L'évangile de ce dimanche parle de "commencement", de "recommencement"... Mais de quoi s'agit-il?...
Quelle étrange manière de commencer un livre… que d’écrire clairement, noir sur blanc: "Commencement du livre…"! A-t-on jamais vu un romancier, ou tout auteur exercé, écrire un tel truisme? La Palice en aurait dit autant!
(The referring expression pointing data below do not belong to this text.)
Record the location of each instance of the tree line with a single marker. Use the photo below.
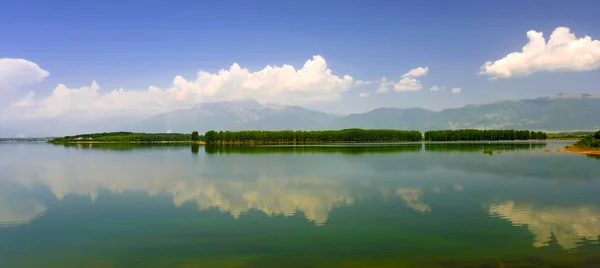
(127, 137)
(317, 136)
(483, 135)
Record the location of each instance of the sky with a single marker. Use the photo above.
(105, 59)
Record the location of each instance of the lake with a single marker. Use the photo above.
(513, 204)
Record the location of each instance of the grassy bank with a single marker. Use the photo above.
(130, 137)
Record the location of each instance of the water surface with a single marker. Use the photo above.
(378, 205)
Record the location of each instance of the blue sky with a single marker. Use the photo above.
(137, 44)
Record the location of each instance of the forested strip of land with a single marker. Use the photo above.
(128, 137)
(317, 136)
(483, 135)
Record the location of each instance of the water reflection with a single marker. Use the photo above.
(568, 224)
(16, 211)
(594, 156)
(413, 199)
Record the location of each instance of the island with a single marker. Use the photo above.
(588, 145)
(352, 135)
(366, 135)
(131, 137)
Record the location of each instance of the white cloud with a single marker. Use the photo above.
(384, 85)
(15, 73)
(562, 53)
(416, 72)
(408, 84)
(314, 82)
(437, 88)
(359, 83)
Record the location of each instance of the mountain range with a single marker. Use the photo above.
(562, 112)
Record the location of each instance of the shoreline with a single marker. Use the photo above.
(130, 142)
(573, 149)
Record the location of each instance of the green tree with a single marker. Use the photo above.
(211, 136)
(195, 136)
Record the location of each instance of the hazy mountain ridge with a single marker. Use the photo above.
(561, 112)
Le commencement dont il s’agit ici n’est cependant pas celui qu’on croit. Marc ne commence pas un "livre", mais bien "l’Evangile de Jésus, Christ, Fils de Dieu". L’Evangile, c’est bien plus qu’un livre; c’est, au-delà des mots qui s’enchaînent, l’annonce progressive et rayonnante d’une joie et d’un bonheur inouïs! Ce qui commence aussi, c’est, pour le lecteur, un chemin de découverte, de foi et de doute. Accepte-t-il, en lisant ces mots, de commencer à mettre en cause sa vie, de commencer à l’éclairer de la parole de Jésus? Va-t-il, comme l’écrit l’évangéliste, confesser que Jésus est le Christ, le Fils de Dieu?
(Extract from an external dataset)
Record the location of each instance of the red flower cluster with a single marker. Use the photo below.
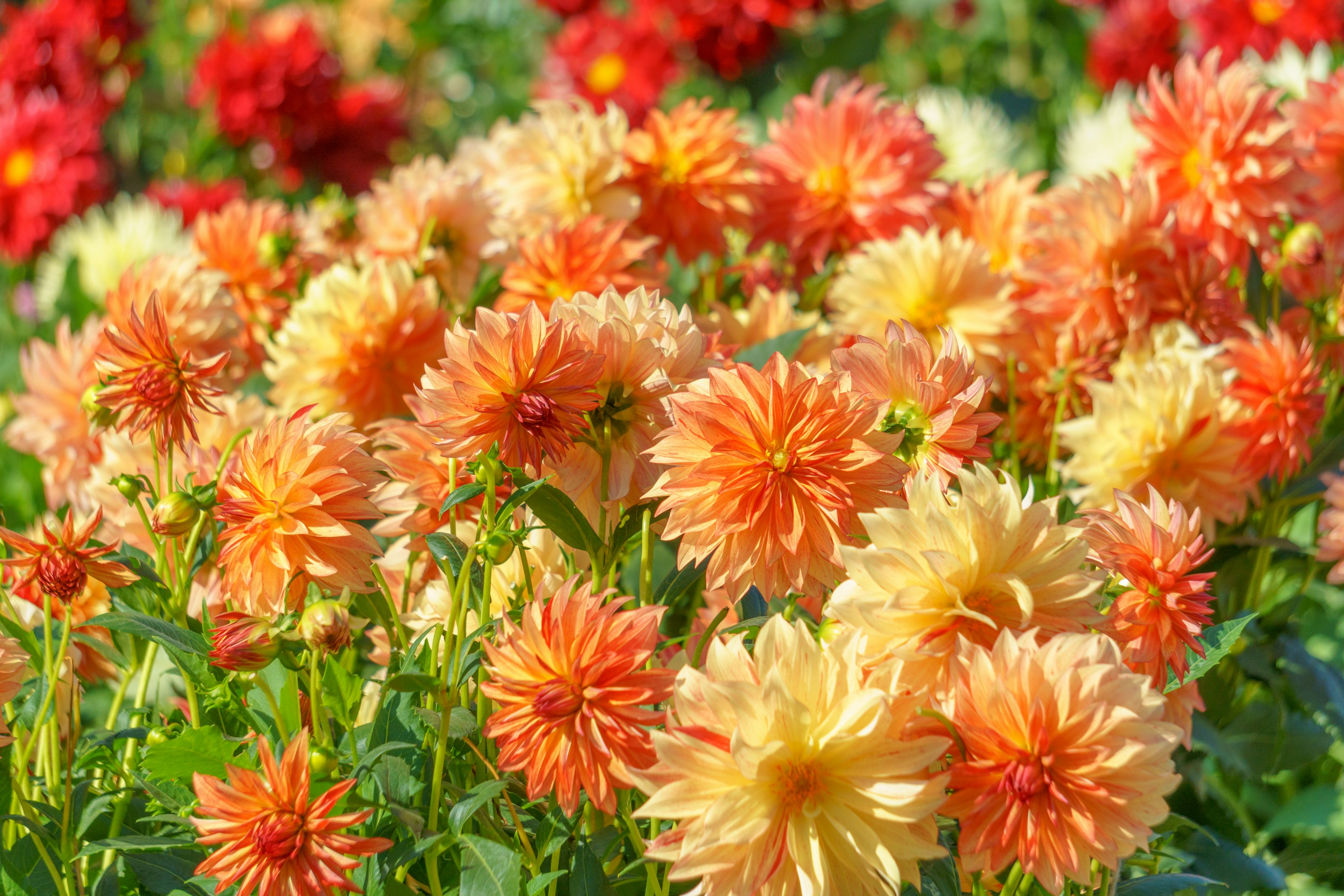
(280, 86)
Aussitôt surgit un second commencement: un homme, Jean, aux allures de prophète, attire à lui les foules dans le désert, proclamant "un baptême de conversion pour la rémission des péchés". Rien que ça! Il commence une œuvre originale, à laquelle Jésus, bientôt, viendra se joindre. Ses premiers mots, Jean les emprunte à un autre prophète, le second Isaïe. Le lecteur attentif aura remarqué la reprise, dans l’Evangile, des mêmes mots: par Isaïe, une voix proclame la révolution spirituelle! Mais ce lecteur aura aperçu aussi la disparition étonnante des premiers mots d’Isaïe 40: Consolez, consolez mon peuple! C’est que, désormais, en Jésus annoncé par le Baptiste, la joie prévaut; plus de désolation nécessitant la consolation! Ou, plutôt: la consolation est enfin advenue! Car "la gloire du Seigneur se révélera"; on peut dire enfin: "Voici votre Dieu! Voici le Seigneur Dieu!".
Que de commencements! Et de recommencements, pour moi qui entends, une nouvelle fois, ces mots connus ouvrant l’Avent. N’est-ce pas le verbe que je dois conjuguer aujourd’hui? N’est-ce pas l’invitation pressante qui m’est lancée, en ouverture d’Avent? Commencer, recommencer… à préparer le chemin du Seigneur, à rendre droits ses sentiers.
Et je repense à cette phrase de Christian Bobin, le poète: "Ce qui croit commencer ne fait que poursuivre" (dans Autoportrait au radiateur). Par ma volonté résolue, je crois commencer et recommencer: il le faut, en ce début d’Avent. Remettre les pendules à l’heure du temps qui passe; redresser ce qui, en moi et alentour, est tordu, vidé ou gonflé; combler les ravins de mes pauvretés et rabaisser les collines de mes orgueils. Je crois commencer et recommencer cette année liturgique: il le faut, et la liturgie m’en réjouit déjà. Mais je ne fais qu'y poursuivre le chemin qu’il a ouvert devant moi, lui qui est venu s’unir à mon humanité dans l’étable de Bethléem. Je ne fais que suivre – je l’espère en tout cas et je l’appelle de toute ma foi – celui qui vient et qui recommence à me baptiser, aujourd’hui, dans l’Esprit Saint.